Faut-il restituer les oeuvres d'art issues de la colonisation?

En Belgique, le débat pourrait surgir au détour des salles du nouveau musée de Tervuren, qui doit ouvrir ses portes le 8 décembre prochain. ©Africa Museum

Le débat agite les musées français. Le rapport sur "La restitution du patrimoine africain" au président Macron sera rendu public ce vendredi 23 novembre. Un exemple à suivre pour la Belgique? Pas si sûr…

Le 28 novembre 2017, en voyage officiel à Ouagadougou, Emmanuel Macron souhaitait publiquement que "d’ici cinq ans, les conditions soient réunies pour des restitutions temporaires ou définitives du patrimoine africain en Afrique". Dans la lettre de mission aux deux auteurs du rapport, l’universitaire et activiste sénégalais Felwine Sarr, et l’historienne de l’art Bénédicte Savoy, le président français soulignait que le retour des œuvres dans leur pays d’origine pourrait prendre "différentes formes", entraînant le cas échéant "des modifications pérennes des inventaires nationaux, et des restitutions".

Les auteurs ont voulu centrer leur rapport à charge, qui instruit en termes souvent abscons le procès des institutions muséales occidentales, sur la notion de "restitutions".

Felwine Sarr, à gauche, et Bénédicte Savoy, à droite. ©AFP

Felwine Sarr, que son soutien aux groupements des Indigènes de la République ne porte pas à l’extrême modération, et Bénédicte Savoy, auteur d’un ouvrage sur les patrimoines annexés par la France en Allemagne en 1800, sont des partisans déclarés de restitutions définitives et sans restriction. De manière générale, ils rangent tous les objets concernés dans la catégorie des biens "mal-acquis", ce qu’éminents spécialistes, autorités en la matière, comme Hélène Leloup, historienne et marchande française, jugent abusif: nombre de ces pièces ont été acquises en toute transparence par des chercheurs, des voyageurs, des marchands… Bref, le débat est âpre, qui aurait valu un rapport élaboré dans des conditions sereines, ce qui ne semble pas être le cas.
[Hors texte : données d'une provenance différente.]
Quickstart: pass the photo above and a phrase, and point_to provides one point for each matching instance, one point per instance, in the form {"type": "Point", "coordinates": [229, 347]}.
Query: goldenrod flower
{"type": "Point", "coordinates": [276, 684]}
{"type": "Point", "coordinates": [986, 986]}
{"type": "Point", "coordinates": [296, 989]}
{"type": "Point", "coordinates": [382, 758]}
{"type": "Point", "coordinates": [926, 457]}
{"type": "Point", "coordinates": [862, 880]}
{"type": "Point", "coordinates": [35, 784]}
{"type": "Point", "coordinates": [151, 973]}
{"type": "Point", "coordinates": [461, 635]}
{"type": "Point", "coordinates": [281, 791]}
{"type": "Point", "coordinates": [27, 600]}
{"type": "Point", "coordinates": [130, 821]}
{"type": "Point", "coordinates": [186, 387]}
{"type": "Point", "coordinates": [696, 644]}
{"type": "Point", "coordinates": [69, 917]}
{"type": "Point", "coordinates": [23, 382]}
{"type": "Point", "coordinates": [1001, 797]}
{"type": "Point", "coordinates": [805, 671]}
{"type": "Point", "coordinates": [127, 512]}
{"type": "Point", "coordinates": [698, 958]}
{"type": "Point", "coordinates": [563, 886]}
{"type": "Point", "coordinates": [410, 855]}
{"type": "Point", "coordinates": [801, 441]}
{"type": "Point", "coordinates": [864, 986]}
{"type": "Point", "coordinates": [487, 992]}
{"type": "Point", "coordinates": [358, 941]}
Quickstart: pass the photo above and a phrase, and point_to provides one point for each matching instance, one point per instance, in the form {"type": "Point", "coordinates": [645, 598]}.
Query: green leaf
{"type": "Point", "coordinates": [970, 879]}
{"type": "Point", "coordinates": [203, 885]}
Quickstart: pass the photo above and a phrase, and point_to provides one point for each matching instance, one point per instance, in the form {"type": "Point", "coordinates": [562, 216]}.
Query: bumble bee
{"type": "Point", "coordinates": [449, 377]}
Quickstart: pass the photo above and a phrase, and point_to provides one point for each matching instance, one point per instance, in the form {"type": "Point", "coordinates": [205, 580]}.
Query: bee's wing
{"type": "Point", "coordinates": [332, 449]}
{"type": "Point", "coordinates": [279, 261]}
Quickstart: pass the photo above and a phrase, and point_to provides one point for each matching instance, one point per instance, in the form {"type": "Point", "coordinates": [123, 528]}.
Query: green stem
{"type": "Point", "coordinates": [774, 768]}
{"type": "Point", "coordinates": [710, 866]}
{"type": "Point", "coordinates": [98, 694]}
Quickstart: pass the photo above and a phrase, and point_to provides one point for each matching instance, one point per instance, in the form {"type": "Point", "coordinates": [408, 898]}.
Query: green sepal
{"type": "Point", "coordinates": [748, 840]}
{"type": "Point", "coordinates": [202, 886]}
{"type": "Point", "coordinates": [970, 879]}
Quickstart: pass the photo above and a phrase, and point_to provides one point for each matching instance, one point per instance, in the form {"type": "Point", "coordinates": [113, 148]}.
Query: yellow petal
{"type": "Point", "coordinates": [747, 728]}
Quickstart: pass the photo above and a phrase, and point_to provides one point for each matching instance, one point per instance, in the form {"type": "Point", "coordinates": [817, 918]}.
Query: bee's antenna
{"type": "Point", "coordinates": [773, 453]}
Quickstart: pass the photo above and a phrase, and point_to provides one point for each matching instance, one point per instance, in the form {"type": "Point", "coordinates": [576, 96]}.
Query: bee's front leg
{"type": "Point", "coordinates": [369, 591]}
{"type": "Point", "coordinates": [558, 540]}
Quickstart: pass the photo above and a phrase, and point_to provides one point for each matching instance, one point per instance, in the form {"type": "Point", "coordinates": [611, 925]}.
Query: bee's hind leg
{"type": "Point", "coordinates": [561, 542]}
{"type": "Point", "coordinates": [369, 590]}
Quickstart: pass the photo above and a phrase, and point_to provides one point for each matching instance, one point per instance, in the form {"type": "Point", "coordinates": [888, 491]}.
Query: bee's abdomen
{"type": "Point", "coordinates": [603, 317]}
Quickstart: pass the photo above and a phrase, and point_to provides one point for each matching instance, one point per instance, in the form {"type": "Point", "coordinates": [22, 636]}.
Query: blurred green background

Certains contributeurs de ce rapport, comme Marguerite de Sabran (directrice du département des arts d’Afrique et d’Océanie chez Sotheby’s) auraient été cités sans consultation, ce qui place la maison de vente en porte-à-faux. Et, à notre connaissance, il apparaît qu’aucun marchand d’art premier résidant en France n’aurait été consulté.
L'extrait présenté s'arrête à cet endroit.